Retail is changing. New technologies are emerging that promise to help the industry streamline its operations, cut costs, improve customer service, and create new sales and marketing strategies. Here are five of those technologies.
An instance of technological change in retail centers around a new phrase: "conversational commerce," where AI-powered chatbots help customers with their shopping experience. Companies like Taco Bell and clothing company H&M have been using chatbots. In fact, H&M recently teamed up with the Weather Channel and cosmetics store chain Sephora to launch a chatbot on Kik messaging app.
Research conducted by Google shows that an increasing number of consumers use their smartphones while shopping in store to help them with their purchases. The more they use their phones to shop, the more they'll buy. Chatbots are available to answer shoppers' questions quickly and succinctly, improving over time, eventually becoming hard to distinguish from store personnel.

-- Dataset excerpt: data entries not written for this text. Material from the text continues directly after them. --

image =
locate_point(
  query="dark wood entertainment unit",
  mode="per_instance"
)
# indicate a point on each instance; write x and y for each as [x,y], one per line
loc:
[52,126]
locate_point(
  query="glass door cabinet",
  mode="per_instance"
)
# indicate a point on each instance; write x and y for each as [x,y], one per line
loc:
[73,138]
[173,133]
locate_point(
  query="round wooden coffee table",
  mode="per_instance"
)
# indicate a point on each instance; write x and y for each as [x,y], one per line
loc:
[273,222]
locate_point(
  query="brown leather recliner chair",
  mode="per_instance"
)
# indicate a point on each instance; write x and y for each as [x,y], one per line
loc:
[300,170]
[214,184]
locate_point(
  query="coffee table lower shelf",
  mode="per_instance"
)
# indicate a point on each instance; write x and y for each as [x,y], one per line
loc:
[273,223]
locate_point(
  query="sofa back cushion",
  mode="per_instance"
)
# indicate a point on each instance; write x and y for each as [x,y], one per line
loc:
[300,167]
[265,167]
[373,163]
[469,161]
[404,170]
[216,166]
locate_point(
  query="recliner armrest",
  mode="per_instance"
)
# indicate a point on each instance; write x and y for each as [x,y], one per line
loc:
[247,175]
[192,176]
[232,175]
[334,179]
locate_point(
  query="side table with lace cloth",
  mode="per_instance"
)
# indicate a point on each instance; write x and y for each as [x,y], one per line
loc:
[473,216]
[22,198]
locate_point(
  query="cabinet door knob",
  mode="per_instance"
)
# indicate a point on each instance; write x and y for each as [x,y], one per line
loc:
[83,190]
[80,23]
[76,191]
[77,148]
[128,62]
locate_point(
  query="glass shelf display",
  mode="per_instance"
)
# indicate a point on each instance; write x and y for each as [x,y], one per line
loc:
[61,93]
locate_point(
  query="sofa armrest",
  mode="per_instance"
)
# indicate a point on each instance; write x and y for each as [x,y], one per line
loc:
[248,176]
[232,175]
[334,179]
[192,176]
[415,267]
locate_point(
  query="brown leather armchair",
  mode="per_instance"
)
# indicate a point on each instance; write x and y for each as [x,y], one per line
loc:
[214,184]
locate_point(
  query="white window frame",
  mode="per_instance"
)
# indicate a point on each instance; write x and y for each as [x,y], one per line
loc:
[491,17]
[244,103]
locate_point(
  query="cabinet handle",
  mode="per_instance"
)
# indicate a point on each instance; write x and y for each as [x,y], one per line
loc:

Ecommerce Anti-fraud Tools
As credit cards become more difficult to counterfeit and data theft is now an epidemic, ecommerce fraud is no the go-to for criminals targeting retail. According to global information services company Experian, e-commerce fraud rose in 2016 by at least 15 percent over the previous year. Extending beyond the EMV chips and payment terminals that took off in 2016, an increasing number of payment card companies like Stripe and Mastercard are introducing artificial intelligence (AI) to flag signs of fraudulent transactions to prevent it before it occurs.
Blockchain and Bitcoin
Two technologies that have had a bumpy start in their relationship with retail are blockchain and Bitcoin. Blockchain, which may be most significant in the supply chain and ecosystem applications, is a public ledger system that enables businesses to publicly manage and track their digital transactions. Companies in the vanguard of blockchain technology include Provenance, BlockVerify, Ascribe and Everledger. Wal-Mart has entered into a partnership with IBM and China's Tsinghua University on a project using blockchain to track pork and produce transactions in China and the U.S.
Bitcoin is a digital currency that uses blockchain as its underlying ledger. Though retailers aren't enthusiastic about doing business with individuals in bitcoin due at least in part to its value volatility, an increasing number of companies have chosen to deal with bitcoin, either as merchants or payment processors. The first company in fact to have accepted bitcoin as a payment was Overstock in 2015. Since then the list of companies that accept bitcoin has grown substantially. Just a few of those companies include: Subway, Microsoft, Lionsgate Films, Bloomberg.com, Whole Foods, and Wikipedia.
Retailers have found that one way to make the shopping experience as seamless as possible is to accept mobile payments. Customers have yet to catch on, however, as only 10 percent have claimed to use their mobile devices to make payments at point of sale. 42 percent of customers, moreover, have never made a payment on their smartphones using their mobile wallet.
The game changer may be Apple's recent peer-to-peer payment product, Apple Pay Cash. By broadening the base of iPhone owners setting up Apple Pay, retailers will see greater adoption in store as well, leading to more retailers accepting Apple Pay, and so on. Mobile payments should finally reach their tipping point in 2018.
Improving drone technology has made the concept of drone deliver almost cliche in 2017, but it has yet to catch on, delayed by logistical challenges and the pace of smart city planning. The FAA announced they wouldn't be passing regulations regarding drone delivery services for a while, making the skies above a virtual wild wild west. It's also difficult for drones to maneuver their way over crowded cities, which is necessary for last-mile deliveries. Nevertheless, companies have expressed an enthusiasm for drones. 7-Eleven and Flirtey, in fact, made several drone deliveries in Reno, Nevada last November.
Amazon, a pioneer in the drone delivery movement, has received drone patents. One is for an airborne fulfillment center, an airship where drones could take off, dock and recharge. Amazon also made its first drone delivery in the United Kingdom last year. Experts predict, however, that retailers will probably use drones in stores before they use them to deliver products to customers' doors. They also predict the retail industry may begin to feel the real impact of drone use in 10 to 20 years.